A potential surplus in global markets could destabilize prices, especially if trade wars with China resume, negatively impacting LNG producers. Additionally, Trump will need to find a delicate balance between increasing supplies to Europe and managing his stance on Russia. He sees the growing demand in the EU as an opportunity to reduce Moscow's influence. However, ending the war in Ukraine may require easing sanctions.

More Energy Due to AI and Electric Vehicle Boom

Global electricity demand is entering a period of accelerated growth due to decarbonization efforts (accompanied by the closure of so-called "dirty generation"), the increasing number of electric vehicles, and the rapid expansion of data centers for artificial intelligence.

By the end of the decade, demand from data centers alone is expected to more than double, reaching 860 TWh. Consequently, technology companies will become some of the largest players in the electricity markets.

To meet these needs, some companies are already turning to additional sources. It is anticipated that by 2025, the growth of solar and wind capacities will reach a new record, providing about 1,000 TWh to meet part of the demand. There is also interest in new small modular reactor (SMR) technologies.

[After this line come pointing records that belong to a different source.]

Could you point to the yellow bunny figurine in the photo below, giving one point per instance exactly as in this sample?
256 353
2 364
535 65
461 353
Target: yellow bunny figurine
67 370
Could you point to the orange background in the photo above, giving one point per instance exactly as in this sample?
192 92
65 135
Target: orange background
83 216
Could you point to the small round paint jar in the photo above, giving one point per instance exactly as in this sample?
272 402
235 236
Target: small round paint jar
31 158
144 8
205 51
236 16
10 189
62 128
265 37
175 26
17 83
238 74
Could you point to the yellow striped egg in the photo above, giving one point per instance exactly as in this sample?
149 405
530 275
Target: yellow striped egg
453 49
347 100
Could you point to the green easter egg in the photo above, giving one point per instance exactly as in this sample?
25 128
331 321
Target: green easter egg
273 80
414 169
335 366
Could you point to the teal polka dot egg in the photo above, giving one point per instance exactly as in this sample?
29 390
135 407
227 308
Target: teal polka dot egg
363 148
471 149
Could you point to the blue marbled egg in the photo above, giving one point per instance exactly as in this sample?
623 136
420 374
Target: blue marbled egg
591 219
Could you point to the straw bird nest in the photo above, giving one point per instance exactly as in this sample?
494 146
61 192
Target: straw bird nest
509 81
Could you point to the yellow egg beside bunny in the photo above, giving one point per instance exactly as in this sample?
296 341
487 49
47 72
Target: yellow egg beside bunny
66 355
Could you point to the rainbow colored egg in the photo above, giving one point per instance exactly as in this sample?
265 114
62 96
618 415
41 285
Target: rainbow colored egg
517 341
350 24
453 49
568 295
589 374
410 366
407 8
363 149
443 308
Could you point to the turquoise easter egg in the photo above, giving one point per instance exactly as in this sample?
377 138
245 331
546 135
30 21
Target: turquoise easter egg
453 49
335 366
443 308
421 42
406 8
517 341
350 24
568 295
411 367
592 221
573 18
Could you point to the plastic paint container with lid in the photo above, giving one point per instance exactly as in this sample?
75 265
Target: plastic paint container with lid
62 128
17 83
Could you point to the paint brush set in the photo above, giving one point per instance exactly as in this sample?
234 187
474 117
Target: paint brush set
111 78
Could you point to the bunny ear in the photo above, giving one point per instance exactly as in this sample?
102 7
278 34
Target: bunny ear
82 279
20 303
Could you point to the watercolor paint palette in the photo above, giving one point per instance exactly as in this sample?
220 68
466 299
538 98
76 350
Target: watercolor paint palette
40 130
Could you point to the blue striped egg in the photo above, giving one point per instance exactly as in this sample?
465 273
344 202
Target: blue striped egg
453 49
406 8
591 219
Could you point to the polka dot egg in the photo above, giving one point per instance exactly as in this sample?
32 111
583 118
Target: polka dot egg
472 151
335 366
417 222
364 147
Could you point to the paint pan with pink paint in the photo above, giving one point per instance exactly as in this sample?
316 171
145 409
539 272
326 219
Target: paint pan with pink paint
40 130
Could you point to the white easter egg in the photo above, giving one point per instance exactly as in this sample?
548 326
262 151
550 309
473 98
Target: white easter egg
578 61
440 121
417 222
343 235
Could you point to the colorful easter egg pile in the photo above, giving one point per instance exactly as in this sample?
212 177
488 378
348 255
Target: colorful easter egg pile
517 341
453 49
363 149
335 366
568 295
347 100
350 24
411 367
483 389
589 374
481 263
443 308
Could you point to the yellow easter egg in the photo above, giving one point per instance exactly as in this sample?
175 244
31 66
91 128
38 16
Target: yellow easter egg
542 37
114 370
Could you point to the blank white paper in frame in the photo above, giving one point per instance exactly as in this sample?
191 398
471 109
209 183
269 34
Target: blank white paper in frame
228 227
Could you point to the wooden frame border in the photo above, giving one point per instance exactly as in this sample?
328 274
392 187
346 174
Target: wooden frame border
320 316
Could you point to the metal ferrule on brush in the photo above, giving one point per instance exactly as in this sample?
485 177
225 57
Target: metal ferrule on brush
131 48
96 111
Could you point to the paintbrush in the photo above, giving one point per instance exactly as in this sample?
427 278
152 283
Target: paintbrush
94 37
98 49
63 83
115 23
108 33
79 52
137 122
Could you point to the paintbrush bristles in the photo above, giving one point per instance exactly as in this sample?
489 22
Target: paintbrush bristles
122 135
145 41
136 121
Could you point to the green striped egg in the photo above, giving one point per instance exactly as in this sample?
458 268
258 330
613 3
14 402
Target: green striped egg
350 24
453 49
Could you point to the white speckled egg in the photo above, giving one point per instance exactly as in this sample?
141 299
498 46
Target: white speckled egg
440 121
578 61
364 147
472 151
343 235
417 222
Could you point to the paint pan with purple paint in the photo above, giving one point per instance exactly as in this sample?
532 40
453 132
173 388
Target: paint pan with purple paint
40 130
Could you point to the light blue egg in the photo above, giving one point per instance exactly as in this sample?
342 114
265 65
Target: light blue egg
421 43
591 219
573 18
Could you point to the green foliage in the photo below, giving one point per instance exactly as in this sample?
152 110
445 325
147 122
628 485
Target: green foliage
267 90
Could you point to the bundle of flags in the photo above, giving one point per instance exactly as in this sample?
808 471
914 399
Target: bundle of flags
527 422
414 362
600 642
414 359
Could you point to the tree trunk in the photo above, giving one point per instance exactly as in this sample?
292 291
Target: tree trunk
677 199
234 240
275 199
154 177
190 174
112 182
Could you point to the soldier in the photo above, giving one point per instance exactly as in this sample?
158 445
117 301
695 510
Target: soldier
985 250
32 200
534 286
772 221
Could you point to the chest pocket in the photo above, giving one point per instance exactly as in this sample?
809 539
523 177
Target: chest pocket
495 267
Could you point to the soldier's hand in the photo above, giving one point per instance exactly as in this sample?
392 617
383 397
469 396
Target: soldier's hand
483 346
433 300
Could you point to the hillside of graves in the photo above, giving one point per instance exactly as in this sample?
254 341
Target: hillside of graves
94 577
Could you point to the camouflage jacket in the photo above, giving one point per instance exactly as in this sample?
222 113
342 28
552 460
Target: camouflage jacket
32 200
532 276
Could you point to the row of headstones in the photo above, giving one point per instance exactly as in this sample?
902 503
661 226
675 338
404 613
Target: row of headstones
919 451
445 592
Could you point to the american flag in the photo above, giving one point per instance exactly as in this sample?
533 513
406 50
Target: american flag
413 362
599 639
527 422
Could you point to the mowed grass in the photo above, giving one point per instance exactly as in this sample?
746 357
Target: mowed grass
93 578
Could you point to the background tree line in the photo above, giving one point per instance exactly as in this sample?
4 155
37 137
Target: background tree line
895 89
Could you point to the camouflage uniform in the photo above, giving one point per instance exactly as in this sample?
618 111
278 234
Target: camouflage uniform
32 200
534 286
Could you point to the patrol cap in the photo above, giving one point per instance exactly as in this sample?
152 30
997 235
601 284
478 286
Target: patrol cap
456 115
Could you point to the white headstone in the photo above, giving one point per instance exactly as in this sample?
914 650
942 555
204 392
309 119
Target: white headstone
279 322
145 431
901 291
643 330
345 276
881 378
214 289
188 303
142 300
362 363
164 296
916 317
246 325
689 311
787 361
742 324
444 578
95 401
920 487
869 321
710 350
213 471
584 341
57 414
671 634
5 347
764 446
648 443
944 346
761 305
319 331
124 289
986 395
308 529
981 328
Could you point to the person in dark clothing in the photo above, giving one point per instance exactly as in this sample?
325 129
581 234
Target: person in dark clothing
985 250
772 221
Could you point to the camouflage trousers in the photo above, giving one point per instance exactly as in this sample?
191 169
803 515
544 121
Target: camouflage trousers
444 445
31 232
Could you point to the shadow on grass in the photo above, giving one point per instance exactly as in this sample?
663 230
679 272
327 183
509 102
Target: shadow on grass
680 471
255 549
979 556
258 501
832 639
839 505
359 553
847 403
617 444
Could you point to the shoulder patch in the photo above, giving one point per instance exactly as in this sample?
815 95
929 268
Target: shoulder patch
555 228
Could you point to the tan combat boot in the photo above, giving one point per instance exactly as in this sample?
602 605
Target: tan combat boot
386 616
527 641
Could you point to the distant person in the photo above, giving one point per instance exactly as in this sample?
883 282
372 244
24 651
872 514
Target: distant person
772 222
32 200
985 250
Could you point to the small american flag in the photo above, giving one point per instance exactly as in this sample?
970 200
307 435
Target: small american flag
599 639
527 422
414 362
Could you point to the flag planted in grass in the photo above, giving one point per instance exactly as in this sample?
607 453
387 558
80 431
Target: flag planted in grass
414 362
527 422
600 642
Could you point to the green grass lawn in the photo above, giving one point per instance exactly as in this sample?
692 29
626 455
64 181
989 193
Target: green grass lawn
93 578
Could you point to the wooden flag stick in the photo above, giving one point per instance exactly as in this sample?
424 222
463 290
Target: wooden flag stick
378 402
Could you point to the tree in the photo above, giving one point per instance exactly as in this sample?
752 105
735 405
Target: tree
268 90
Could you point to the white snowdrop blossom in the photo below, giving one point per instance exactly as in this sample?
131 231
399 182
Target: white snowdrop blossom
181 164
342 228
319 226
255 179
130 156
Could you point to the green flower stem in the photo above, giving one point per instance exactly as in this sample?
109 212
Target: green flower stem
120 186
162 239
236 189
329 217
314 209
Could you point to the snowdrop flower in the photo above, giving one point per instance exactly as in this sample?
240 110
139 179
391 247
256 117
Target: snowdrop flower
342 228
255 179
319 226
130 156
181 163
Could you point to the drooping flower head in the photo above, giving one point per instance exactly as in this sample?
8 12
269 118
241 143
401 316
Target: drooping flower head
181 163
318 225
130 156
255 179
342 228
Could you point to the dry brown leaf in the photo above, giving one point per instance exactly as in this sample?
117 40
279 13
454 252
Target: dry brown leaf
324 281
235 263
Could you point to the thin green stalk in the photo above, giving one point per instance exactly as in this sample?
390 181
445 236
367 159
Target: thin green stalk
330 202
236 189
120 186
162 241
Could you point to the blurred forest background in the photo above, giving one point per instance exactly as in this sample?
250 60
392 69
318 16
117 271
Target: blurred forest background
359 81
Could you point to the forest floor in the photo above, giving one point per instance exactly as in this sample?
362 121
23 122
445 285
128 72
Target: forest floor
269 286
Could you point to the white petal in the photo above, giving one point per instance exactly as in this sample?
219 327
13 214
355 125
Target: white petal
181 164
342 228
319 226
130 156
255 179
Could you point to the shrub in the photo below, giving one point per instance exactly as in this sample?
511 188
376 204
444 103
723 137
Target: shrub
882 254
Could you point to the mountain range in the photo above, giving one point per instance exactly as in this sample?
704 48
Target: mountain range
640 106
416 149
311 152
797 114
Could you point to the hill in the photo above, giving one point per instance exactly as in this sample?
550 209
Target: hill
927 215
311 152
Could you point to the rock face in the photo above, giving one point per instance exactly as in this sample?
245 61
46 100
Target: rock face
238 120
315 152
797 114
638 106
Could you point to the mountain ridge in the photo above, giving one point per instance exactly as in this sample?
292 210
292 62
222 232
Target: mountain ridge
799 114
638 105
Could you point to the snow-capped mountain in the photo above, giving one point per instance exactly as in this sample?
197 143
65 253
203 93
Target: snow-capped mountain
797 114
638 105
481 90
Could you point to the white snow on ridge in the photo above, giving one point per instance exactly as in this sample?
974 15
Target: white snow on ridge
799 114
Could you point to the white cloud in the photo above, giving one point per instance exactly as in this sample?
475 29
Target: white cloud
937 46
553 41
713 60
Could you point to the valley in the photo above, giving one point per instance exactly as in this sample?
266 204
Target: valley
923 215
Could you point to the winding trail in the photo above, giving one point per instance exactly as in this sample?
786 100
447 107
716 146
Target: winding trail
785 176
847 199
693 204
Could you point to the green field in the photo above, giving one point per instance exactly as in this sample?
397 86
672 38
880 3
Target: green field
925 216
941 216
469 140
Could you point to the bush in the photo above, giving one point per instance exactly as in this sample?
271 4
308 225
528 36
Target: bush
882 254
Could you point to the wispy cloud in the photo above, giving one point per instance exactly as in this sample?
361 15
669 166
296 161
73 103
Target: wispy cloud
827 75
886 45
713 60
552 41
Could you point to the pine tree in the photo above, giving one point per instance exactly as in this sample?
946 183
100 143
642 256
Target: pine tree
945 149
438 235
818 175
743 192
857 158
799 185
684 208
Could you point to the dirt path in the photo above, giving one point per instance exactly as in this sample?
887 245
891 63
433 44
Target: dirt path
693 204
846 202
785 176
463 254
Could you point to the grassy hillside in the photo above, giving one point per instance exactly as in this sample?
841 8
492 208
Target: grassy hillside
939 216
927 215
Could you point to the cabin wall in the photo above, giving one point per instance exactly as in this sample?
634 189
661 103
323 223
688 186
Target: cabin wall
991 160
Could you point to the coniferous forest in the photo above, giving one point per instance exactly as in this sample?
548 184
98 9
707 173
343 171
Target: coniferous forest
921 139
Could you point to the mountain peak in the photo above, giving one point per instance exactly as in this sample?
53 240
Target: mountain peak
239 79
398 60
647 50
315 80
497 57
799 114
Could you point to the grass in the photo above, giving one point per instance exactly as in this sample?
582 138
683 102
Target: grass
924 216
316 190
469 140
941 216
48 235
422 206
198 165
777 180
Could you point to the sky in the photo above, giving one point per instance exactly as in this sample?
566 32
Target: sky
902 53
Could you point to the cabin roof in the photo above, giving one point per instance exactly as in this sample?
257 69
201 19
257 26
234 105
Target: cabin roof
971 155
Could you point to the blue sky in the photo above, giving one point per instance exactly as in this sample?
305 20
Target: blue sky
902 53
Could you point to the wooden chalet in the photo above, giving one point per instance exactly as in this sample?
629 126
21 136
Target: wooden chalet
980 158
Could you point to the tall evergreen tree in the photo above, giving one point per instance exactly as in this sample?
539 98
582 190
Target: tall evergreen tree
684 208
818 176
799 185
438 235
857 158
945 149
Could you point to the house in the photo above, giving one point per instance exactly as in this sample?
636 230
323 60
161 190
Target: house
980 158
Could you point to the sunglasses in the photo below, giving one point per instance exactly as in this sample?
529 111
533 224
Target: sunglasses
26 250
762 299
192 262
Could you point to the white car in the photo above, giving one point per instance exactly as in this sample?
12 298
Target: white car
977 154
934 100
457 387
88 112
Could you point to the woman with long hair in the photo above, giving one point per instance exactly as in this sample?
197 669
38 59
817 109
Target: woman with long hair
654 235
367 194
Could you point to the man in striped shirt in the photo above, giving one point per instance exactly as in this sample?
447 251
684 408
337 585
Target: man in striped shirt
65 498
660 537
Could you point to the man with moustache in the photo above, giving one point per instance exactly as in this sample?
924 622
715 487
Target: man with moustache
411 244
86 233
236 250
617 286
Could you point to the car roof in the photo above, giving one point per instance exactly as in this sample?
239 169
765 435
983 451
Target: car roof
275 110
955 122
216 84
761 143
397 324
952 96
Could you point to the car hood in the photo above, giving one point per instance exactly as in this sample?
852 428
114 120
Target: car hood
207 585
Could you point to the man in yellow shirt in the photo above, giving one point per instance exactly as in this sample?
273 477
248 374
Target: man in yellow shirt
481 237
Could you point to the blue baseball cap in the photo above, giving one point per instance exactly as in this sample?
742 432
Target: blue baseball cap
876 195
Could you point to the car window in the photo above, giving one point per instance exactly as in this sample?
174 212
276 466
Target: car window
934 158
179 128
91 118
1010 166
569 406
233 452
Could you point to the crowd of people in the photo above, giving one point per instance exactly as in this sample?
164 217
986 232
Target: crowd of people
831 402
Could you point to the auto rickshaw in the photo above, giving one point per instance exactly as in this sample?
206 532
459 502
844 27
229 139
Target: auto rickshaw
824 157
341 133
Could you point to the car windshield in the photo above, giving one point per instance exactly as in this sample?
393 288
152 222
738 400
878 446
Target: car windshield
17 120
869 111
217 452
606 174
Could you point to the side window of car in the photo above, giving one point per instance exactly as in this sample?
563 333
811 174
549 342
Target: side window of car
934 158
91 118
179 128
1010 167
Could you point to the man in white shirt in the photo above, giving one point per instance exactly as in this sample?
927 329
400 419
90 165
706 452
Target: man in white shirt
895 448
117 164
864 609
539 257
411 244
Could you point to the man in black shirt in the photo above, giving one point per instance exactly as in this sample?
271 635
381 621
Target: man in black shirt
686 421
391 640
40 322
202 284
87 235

Learn more about the technology in the article "Nuclear Power 'on a Small Scale'. What are the small reactors being discussed in Ukraine."

The Rise of "Green" Energy

Following the COP29 summit in Azerbaijan, many ambitious climate plans were proposed, including commitments from Indonesia, Mexico, and the European Union towards net-zero (reducing emissions through a transition to renewable sources) and a gradual phase-out of coal.

However, 2025 may serve as another reality check for "green" energy. Growing demand could shift favor back towards fossil fuel sources, and funding for "green" projects will be uncertain.

It is likely that the battery and solar photovoltaic markets will remain in a state of oversupply. Global solar energy is expected to grow by approximately 600 TWh this year, equaling the annual increase in primary oil energy for the first time.

A Decisive Global Conversation on Climate

In February, countries must present their "nationally determined contributions," outlining climate actions up to 2035 aimed at limiting emissions. The feasibility of these plans will be determined at the COP30 conference in Brazil in November 2025.

Although the previous conference announced funding for climate programs at $300 billion annually (until 2035), this figure is far from the target of $1.3 trillion. Moreover, new rules for trading CO2 emissions quotas will be crucial.

Viability Check for Clean Hydrogen

Due to the increase in canceled projects, the hydrogen sector is expected to face a downturn. Progress on individual projects will be supported in Europe and Japan, but other regions will continue to encounter challenges.

With Trump's return to the White House and the upcoming elections, the German parliament is expected to bring more clarity to the issue of political support for "green" hydrogen, as the USA and Germany are key markets for this resource.